Castañeda, the Global Distinguished Professor of Politics and Latin American and Caribbean Studies at New York University, will address more than 970 students who are expected to walk the stage for their master’s and doctorate degrees at the 4 p.m. ceremony on Thursday, May 5. A prolific writer and renowned public intellectual, Castañeda was one of the architects of former Mexican President Vicente Fox’s 2000 National Action Party candidacy, which ended the Institutional Revolutionary Party’s seven decades of one-party rule. He served as Fox’s foreign minister from 2000 to 2003, refocusing Mexico’s foreign policy on human rights and democracy.

Arias, Costa Rica’s two-time president who won the 1987 Nobel Peace Prize for his efforts to stabilize Central America during one of its most turbulent periods, will share his advice at the 8:30 a.m. ceremony on Friday, May 6, when about 770 students from the College of Arts and Sciences will celebrate their graduation. Internationally renowned as a spokesperson for the developing world, Arias continues to promote human development, peace and democracy, and demilitarization in the developing world through the Arias Foundation for Peace and Human Progress, which he established with the monetary award from his Nobel prize.

Since leaving office for the second time in 2010, he has concentrated on developing controls on the international arms trade, culminating in the approval of the International Arms Trade Treaty by the United Nations in 2013.

Lewis, who served as UN Secretary General Kofi Annan’s special envoy for HIV/AIDS in Africa from 2001 to 2006, will address about 700 graduates from the School of Architecture, the School of Communication, the School of Education and Human Development, the Rosenstiel School of Marine and Atmospheric Science, the Phillip and Patricia Frost School of Music, and the School of Nursing and Health Studies, at the 1 p.m. undergraduate ceremony on Friday, May 6.

Through AIDS-Free World, the international advocacy organization Lewis co-directs, he continues to expose the social ills—injustice, abuse, and inequality—that underpin and sustain HIV. Prior to serving as special envoy, he was deputy executive director of UNICEF at the organization’s global headquarters in New York, and Canada’s ambassador to the United Nations.
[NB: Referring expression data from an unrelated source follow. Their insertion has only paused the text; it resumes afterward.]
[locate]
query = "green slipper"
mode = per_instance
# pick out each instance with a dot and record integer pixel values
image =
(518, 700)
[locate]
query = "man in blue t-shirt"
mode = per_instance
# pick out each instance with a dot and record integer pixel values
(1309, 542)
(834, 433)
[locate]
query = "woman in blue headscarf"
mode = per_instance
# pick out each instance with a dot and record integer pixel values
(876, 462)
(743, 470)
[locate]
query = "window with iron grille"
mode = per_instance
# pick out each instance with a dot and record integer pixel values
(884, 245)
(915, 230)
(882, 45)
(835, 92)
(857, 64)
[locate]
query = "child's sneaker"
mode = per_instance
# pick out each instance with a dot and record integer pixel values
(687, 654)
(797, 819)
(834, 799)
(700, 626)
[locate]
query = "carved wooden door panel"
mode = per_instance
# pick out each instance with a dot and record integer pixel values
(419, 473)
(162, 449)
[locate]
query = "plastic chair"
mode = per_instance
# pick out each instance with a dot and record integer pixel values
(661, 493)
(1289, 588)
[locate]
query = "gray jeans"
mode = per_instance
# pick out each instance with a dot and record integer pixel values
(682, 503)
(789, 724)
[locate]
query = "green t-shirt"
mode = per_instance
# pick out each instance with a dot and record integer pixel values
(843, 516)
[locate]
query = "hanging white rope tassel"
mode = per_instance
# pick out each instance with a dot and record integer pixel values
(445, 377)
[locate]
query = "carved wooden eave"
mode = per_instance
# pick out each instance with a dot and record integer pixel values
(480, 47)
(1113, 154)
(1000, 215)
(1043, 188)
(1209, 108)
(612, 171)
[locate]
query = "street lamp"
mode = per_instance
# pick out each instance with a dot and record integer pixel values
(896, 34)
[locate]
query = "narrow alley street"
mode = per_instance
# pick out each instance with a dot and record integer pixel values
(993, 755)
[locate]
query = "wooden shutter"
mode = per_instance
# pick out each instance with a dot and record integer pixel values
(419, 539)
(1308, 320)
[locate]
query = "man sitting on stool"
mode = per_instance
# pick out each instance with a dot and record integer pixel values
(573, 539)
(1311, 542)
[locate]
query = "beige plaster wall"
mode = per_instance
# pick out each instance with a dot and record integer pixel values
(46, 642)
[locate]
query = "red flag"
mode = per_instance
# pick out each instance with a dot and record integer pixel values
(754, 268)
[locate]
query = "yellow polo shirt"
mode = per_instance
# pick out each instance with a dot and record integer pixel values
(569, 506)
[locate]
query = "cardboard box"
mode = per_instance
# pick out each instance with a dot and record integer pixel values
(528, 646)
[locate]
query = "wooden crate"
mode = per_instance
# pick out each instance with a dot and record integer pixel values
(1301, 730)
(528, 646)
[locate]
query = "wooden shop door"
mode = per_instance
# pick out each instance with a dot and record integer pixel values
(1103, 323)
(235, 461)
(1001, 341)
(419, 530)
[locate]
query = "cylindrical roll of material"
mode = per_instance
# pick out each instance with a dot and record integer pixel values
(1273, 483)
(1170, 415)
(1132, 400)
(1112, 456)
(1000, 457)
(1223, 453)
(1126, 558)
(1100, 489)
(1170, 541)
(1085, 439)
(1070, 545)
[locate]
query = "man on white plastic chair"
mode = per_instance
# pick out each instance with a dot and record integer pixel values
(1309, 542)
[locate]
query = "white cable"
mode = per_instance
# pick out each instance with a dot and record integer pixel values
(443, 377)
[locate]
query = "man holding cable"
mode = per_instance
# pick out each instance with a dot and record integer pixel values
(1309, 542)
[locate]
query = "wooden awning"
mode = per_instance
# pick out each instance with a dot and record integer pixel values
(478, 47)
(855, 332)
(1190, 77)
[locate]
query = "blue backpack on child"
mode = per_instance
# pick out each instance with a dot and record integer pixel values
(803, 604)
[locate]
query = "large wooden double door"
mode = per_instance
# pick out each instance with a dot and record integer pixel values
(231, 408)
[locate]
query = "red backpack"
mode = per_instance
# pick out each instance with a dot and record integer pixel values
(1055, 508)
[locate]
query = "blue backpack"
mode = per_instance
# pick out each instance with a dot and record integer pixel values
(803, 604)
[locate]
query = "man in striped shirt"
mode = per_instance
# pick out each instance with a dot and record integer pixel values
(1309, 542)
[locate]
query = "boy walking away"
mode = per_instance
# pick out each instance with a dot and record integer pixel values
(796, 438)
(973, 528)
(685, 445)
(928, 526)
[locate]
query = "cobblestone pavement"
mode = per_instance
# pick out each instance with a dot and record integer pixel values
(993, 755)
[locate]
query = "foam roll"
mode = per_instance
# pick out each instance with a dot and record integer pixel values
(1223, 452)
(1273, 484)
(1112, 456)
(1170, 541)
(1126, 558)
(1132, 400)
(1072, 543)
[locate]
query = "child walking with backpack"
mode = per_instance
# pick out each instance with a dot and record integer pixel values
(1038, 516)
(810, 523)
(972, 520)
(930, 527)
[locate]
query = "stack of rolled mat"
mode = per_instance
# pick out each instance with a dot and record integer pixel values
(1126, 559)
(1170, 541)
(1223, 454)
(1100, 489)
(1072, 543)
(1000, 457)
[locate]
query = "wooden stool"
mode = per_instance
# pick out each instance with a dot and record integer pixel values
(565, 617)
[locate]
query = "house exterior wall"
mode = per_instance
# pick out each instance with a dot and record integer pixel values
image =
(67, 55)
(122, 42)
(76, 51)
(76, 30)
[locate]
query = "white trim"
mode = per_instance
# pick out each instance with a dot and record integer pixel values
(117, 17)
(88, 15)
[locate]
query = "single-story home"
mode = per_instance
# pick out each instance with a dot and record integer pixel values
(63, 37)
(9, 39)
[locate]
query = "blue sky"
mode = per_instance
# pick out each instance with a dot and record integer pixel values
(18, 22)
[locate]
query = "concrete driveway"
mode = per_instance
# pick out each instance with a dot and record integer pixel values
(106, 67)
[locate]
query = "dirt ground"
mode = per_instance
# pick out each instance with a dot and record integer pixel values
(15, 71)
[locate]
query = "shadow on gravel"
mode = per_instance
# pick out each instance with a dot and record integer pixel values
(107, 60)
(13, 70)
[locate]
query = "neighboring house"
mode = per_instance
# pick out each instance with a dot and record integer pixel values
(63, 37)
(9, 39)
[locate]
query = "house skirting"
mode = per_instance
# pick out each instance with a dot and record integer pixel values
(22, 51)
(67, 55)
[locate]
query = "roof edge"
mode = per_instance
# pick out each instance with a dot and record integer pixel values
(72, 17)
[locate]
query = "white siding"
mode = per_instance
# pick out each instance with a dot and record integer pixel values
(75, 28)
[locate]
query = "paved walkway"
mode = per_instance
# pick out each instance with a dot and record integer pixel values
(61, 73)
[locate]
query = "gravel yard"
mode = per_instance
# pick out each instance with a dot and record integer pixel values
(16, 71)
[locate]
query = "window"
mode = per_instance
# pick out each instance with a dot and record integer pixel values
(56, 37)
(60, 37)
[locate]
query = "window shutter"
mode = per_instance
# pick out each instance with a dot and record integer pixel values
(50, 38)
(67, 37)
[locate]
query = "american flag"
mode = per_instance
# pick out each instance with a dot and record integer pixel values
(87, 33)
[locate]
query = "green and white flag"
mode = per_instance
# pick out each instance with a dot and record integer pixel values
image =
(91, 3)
In that capacity, he chaired the first International Conference on Climate Change.

Tett, an award-winning journalist who is widely credited with being the first mainstream journalist to issue public warnings about the bubbling financial crisis that exploded into the headlines in 2008, will address more than 600 graduates of the School of Business Administration and the College of Engineering at the 5 p.m. ceremony on Friday, May 6.

A graduate of Cambridge University, where she earned her Ph.D. in social anthropology, Tett has reported on an eclectic range of financial topics from around the world. She speaks multiple languages and is the author of several books, including The New York Times best seller, Fool’s Gold: The Inside Story of J.P. Morgan and How Wall St. Greed Corrupted Its Bold Dream and Created a Financial Catastrophe.